El primer libro en la Luna
La lectura es una necesidad innata del ser humano que esconde el deseo de adquirir conocimientos
11 enero, 2018 00:00Fue durante la caminata cuando el compañero de Armstrong, Buzz Aldrin, de 38 años de edad y confesión presbiteriana, leyó una nota manuscrita: “Salmo 8. Cuando veo los cielos, obra de tus manos, la luna y las estrellas que creaste, ¿qué es el hombre para que te acuerdes de él, el ser humano para que de él te preocupes?”. A continuación, dejó el papel sobre la superficie lunar y volvió al módulo. Fue el segundo en pisar la Luna y el primero en regresar. Ocurrió un 21 de julio del 69. El reloj de Houston marcaba las 22 y 56 cuando Armstrong puso el pie en tierra y Aldrin dejaba como prueba su escritura en el mar de la Tranquilidad.
Durante algo más de dos horas de estancia, los astronautas realizaron algunas actividades científicas, colocaron sismógrafos, instalaron medidores, recogieron rocas. Hasta hubo tiempo para homenajes. Las dos medallas de los pioneros de la astronáutica, Yuri Gagarin y Vladímir Komarov, fueron depositadas en suelo selenita. La fraternidad entre terrícolas se completó legando un disco de silíceo con 73 mensajes microfilmados de diferentes naciones. Fue como si al llegar la humanidad a la Luna se llenase el espacio de letras, como si además sólo a través de ellas se pudiese llegar al entendimiento en un “momento único en la Historia”, como recordaban desde el Despacho Oval.

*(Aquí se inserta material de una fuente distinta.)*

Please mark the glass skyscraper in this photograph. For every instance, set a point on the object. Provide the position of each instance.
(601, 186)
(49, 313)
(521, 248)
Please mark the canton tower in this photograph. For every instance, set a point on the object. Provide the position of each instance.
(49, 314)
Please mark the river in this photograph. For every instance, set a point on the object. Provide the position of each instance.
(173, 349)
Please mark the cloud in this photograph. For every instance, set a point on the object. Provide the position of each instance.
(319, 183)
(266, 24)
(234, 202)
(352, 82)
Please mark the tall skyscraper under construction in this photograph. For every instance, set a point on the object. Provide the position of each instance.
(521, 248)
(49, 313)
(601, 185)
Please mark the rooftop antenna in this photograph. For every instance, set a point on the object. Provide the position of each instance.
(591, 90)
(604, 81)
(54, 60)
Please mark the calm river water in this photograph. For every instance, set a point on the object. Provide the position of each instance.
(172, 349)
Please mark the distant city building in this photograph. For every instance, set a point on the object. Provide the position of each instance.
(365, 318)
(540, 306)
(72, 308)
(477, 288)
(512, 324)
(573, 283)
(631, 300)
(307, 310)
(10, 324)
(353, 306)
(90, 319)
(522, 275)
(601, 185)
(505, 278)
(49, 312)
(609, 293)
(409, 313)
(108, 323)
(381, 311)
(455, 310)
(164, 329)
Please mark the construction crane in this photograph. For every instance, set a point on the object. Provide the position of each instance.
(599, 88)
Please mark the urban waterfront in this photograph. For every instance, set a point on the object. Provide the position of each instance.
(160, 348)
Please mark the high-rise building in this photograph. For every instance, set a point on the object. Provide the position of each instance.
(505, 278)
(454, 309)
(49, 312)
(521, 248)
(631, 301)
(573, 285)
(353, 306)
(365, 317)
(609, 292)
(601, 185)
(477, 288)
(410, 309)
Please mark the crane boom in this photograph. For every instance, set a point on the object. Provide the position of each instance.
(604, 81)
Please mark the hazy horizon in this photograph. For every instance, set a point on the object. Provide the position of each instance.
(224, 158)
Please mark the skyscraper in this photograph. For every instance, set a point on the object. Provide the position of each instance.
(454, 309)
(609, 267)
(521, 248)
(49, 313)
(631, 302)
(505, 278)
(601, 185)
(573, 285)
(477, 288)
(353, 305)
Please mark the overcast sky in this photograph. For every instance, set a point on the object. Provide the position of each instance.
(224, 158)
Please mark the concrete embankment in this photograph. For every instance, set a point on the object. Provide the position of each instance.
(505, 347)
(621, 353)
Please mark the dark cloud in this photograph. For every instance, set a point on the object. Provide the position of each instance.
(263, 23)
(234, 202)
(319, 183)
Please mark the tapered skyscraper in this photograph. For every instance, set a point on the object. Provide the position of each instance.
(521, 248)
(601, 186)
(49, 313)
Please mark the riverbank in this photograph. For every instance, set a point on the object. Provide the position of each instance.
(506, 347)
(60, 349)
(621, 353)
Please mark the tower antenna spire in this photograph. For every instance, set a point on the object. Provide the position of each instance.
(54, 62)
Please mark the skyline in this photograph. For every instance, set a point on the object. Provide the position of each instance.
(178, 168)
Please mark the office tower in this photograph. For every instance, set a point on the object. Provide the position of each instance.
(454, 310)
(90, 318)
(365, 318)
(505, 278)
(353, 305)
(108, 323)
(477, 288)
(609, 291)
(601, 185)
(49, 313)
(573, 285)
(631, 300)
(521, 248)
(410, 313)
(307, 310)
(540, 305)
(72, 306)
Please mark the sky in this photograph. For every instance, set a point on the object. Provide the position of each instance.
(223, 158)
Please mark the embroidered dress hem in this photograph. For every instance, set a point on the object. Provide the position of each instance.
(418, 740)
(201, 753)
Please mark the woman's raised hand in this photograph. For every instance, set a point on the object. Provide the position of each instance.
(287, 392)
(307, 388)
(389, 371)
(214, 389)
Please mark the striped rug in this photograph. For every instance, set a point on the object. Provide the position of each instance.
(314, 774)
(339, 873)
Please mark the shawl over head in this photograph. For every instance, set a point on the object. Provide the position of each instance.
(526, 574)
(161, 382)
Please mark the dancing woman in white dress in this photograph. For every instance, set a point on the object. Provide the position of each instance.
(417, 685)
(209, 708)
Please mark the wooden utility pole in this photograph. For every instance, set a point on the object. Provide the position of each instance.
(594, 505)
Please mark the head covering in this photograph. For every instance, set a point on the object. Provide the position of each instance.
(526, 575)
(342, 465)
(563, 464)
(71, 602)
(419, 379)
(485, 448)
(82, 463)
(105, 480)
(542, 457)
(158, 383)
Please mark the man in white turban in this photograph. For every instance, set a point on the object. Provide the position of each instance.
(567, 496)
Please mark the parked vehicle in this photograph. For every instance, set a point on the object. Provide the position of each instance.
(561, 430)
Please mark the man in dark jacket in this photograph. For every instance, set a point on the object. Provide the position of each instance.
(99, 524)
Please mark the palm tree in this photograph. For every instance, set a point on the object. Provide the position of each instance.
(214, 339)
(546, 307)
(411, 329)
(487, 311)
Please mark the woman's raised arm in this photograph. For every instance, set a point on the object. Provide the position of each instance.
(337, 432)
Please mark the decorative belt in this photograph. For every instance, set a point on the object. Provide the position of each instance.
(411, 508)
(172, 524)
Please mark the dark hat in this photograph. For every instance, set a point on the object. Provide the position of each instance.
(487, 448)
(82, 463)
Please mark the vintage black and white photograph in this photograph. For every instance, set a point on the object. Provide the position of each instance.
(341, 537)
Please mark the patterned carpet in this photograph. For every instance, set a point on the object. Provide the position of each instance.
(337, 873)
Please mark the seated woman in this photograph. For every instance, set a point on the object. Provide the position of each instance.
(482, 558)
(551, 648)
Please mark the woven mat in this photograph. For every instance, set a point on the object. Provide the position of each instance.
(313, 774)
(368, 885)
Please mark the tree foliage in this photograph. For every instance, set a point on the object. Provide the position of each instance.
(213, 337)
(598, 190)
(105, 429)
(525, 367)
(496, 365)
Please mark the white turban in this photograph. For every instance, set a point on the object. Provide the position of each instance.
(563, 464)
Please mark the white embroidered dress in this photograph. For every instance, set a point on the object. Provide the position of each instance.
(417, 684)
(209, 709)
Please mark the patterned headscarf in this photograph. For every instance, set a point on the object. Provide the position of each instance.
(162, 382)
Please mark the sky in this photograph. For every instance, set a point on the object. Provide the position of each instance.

Años más tarde, en enero del 71, dos de los tripulantes del Apolo 14, Shepard y Mitchell, depositaron una Biblia microfilmada que cabía en la yema de un dedo. El primer versículo del Génesis iba escrito encima en 16 idiomas. Cien como esas se escondieron en un paquete del tamaño de una caja de cerillas para pasar desapercibidas entre los objetos de los cosmonautas. Fueron los primeros libros en llegar y el primer alijo espacial, pero no fue el último texto. En diciembre del 72 Gene Cerman se encontraba de misión con el Apolo XVII. Momentos antes de despegar de regreso a la tierra aparcó el Rover a un kilómetro de distancia del módulo, para que pudiera operar la cámara y pudiesen ver el despegue en Cabo Kennedy. En ese momento sintió un impulso paterno. Dedicó aquel viaje lunar a Tracy. Grabó sus iniciales en el polvo selenita, con la esperanza de que alguien volviera y le echase el ojo.
Ir a Marte para leer
Biblias, libros, notas garabateadas, iniciales grabadas, mensajes cifrados en discos. La grata costumbre de lanzarlos al espacio ha encontrado otros nichos en otras misiones, en las sondas Viking y Voyager por ejemplo, o en la más reciente, la Mars Phoenix Lander. Esta sonda con destino a Marte lleva un mini-DVD cargado de imágenes y literatura sobre el Planeta Rojo, desde La Guerra de los Mundos de Welles hasta Las Crónicas Marcianas de Bradbury. Pero lo más interesante de la compilación consiste en una serie de mensajes dejados para futuros colonizadores.
Curioso, ir a Marte para seguir leyendo. “Venimos al mundo como animales lectores”, escribía Manguel en Vicios solitarios, aquel niño ya mayor que le leía novelas al Borges invidente. Nuestro primer impulso es descifrar la cara de unos padres asomados a la cuna. Luego leemos nuestro entorno y todo un cosmos lleno de materia significativa. El universo, el gran libro abierto que decía Galilei. Ya sea como rastreadores apaches, como cabalistas del Antiguo Testamento, como selenitas interpretando las huellas de Armstrong, como Galileos dándole paisaje a un mundo aún eclipsado a la vista del hombre, la humanidad intuye en el espacio un libro interminable que estamos obligados a leer.